Something happens to certain people when they go online. All decency and kindness leaves them, and they transform into angry trolls, stomping all those who dare get in their way. Having a troll loose on a blog, forum or even the newspaper comment section can derail meaningful exchange and chase off more reasonable commentators.
But you don’t have to let the trolls ruin your day and deny you the numerous benefits a blog affords. A few simple steps will help keep the trolls under the bridge where they belong.
Recognize that negativity is different from trolling.
There are going to be some people who just don’t like your brand, a certain position you take on a topic or the way your hair looks in a particular picture. Just because they disagree doesn’t mean that they’re the enemy. In fact, their voice can be the spark you need to generate valuable conversation.

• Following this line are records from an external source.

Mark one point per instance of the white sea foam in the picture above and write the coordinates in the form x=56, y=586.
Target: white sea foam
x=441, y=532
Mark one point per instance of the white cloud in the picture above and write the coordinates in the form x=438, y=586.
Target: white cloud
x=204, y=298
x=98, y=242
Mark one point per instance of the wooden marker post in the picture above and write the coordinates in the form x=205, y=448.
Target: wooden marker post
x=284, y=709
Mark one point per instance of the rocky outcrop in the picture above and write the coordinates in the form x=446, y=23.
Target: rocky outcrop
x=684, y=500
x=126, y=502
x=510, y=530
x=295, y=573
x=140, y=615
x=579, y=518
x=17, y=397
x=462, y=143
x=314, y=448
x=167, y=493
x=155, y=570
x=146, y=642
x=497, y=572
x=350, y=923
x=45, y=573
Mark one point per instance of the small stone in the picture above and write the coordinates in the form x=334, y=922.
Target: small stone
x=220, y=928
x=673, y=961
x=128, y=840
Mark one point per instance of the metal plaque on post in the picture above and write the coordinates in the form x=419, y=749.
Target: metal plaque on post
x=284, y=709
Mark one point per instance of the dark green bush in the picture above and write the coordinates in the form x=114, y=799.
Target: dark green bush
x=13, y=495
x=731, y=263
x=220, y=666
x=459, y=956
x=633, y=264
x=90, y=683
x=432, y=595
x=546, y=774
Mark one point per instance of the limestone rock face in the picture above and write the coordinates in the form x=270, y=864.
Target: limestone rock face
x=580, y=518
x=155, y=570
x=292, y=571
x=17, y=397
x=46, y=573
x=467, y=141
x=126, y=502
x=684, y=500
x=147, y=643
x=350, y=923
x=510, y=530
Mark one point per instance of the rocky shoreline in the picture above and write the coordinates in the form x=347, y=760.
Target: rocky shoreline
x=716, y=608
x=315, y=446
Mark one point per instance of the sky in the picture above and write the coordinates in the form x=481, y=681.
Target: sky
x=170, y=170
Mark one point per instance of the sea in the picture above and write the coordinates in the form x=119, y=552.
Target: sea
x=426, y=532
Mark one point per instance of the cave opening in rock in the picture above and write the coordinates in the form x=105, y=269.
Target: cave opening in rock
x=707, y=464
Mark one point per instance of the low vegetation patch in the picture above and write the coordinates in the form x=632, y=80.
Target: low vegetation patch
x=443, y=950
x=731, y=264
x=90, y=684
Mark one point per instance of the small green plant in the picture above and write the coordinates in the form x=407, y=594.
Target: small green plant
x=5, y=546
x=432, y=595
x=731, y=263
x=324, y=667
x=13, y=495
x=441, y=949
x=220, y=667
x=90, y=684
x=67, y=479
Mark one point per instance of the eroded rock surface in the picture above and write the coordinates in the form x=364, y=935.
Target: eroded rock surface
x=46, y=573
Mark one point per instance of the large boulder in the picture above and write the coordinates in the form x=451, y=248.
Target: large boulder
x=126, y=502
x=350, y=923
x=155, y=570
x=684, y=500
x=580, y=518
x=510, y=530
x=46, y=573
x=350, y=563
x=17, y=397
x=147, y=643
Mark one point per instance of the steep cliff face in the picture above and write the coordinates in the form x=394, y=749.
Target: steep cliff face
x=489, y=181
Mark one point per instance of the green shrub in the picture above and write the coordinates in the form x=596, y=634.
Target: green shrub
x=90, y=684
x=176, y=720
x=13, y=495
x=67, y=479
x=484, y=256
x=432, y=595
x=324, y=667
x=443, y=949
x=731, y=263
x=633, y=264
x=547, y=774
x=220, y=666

The key to differentiating negativity from trolling is to remember that a troll is simply there to pick a fight. Their comments will be mean, irrelevant and probably anonymous. There’s no reason to publish such comments.
Create a comment policy.
It’s OK to not post every comment that is submitted. While some might claim that moderating a blog stifles authentic dialog, allowing offensive or off-topic comments will have far more damaging effects. But it’s important to have a set of guidelines in place for what will be blocked. Here’s the summarized comment policy we’ve set up for our blog:
Comments may not post immediately. We review them first in an effort to remove foul language, commercial messages, irrelevancies and unfair attacks. Thank you for your patience.
It’s possible that the trolls are individuals who have a valid frustration with your company, and just don’t know how to communicate it. It might be worth your time to send a quick email to the individual explaining why you blocked the comment and asking if there’s anything you can do to remedy the problem. Sometimes a personal communication is all it takes to defuse a thorny situation.
Dealing with trolls can be frustrating, but remember the Three Billy Goats Gruff. They knocked the troll into the river, making the bridge safe for all who followed. Use your wits and you, too, can make your blog a place where people feel free to speak freely without fear of attack.